Le Conseil de sécurité des Nations unies a tenu une réunion à huis clos le samedi 20 octobre 2012. Au centre des discussions, l'évolution de la situation dans l'Est de la République démocratique du Congo. Cette question est soulevée suite à l'attaque dont étaient victimes six Casques bleus indiens ainsi que des exactions commises sur des populations civiles. Le communiqué sanctionnant cette rencontre indique la volonté du Conseil de sécurité des Nations unies d'appliquer des sanctions ciblées contre les dirigeants du M23 et tous ceux qui leur fournissent des armes. Le Conseil de sécurité demande à tous les Etats membres «de soumettre d'urgence au comité des sanctions des propositions d'inscription sur la liste ».

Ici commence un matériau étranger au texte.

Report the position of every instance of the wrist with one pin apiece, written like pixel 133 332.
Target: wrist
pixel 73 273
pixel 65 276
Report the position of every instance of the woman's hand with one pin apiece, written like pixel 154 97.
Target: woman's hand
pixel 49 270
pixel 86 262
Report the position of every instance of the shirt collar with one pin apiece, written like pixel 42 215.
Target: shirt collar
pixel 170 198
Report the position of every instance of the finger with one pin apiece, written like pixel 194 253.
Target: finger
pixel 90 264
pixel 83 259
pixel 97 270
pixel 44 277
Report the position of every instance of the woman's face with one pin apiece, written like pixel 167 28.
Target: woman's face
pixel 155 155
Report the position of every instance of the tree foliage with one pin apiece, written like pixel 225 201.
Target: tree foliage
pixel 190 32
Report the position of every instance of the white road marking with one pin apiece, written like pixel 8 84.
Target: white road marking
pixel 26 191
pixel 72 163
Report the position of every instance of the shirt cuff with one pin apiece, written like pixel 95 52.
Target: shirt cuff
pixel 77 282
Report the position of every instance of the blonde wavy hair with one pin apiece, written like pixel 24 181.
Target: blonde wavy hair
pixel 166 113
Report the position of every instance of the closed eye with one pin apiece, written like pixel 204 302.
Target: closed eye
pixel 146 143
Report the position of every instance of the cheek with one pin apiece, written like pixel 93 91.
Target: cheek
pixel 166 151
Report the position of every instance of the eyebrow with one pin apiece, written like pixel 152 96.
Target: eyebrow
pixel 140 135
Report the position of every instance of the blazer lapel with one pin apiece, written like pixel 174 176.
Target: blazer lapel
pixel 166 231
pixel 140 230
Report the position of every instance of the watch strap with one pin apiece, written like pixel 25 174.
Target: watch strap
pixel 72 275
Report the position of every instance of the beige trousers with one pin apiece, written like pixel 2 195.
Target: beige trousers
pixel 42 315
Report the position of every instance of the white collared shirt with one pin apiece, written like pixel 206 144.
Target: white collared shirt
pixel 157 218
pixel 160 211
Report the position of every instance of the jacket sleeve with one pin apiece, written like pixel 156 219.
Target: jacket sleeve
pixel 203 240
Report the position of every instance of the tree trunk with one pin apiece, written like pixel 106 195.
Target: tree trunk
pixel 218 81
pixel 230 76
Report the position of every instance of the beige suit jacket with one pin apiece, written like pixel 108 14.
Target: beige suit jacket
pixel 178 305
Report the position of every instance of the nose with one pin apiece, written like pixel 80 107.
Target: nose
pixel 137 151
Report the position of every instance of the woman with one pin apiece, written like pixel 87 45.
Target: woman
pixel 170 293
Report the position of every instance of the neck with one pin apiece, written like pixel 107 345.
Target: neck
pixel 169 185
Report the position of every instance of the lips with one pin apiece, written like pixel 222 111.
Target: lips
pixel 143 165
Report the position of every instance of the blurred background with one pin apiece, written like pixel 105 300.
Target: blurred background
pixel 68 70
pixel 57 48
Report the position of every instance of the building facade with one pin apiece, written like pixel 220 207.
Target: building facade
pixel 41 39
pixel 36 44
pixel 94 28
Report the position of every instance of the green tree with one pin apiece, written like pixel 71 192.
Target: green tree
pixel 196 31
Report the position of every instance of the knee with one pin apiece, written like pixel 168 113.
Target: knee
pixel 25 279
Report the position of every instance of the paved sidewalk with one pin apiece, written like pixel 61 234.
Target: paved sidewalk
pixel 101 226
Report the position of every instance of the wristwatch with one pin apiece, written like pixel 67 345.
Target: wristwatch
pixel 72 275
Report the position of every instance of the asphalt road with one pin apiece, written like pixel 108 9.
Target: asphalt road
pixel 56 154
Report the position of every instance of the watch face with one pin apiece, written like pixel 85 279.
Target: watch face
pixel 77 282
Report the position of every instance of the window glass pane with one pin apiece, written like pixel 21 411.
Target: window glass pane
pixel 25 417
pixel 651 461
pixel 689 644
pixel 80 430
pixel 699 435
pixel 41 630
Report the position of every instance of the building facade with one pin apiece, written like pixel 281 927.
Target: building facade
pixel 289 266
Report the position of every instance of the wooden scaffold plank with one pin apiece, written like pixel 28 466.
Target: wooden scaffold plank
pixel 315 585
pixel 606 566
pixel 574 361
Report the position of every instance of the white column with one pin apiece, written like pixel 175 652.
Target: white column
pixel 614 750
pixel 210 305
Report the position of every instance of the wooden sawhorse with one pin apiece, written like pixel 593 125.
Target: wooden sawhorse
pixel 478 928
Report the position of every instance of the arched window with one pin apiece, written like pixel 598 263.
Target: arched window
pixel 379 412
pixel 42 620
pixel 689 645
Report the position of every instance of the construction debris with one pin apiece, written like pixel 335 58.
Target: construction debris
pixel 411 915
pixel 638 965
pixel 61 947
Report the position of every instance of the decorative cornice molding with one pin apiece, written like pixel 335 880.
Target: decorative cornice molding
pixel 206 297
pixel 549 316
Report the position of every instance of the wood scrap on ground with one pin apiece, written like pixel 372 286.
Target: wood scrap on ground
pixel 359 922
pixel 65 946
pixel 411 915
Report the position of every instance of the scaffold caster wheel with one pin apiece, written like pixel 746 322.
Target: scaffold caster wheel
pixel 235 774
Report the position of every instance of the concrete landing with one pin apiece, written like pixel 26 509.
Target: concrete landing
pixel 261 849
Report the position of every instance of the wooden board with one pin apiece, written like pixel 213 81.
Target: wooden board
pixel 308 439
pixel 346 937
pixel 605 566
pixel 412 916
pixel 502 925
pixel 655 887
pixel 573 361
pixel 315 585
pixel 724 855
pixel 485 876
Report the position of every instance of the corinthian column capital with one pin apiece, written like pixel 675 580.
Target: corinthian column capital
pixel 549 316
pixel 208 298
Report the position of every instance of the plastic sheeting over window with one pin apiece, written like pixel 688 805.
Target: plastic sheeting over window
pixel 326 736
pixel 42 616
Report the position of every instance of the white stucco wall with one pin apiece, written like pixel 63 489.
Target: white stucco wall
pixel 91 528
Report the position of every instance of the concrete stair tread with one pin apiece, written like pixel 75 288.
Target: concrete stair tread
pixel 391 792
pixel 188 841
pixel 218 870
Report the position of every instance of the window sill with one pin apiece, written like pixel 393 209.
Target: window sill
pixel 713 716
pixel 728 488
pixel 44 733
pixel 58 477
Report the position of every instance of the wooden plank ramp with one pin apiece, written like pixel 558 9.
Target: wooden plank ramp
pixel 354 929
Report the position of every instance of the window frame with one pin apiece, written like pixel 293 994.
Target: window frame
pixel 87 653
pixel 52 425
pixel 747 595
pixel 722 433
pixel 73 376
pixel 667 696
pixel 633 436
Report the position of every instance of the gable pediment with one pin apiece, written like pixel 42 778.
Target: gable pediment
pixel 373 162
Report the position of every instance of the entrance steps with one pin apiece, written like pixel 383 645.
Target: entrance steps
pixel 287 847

Déjà, les chefs d'Etat et de gouvernement ayant pris part au XIVème Sommet de la Francophonie avaient levé l'option de solliciter de l'ONU des sanctions ciblées. De graves accusations pesaient ainsi sur des responsables politiques et militaires au point que la ministre Louise Mishikiwabo avait émis des réserves sur cette demande.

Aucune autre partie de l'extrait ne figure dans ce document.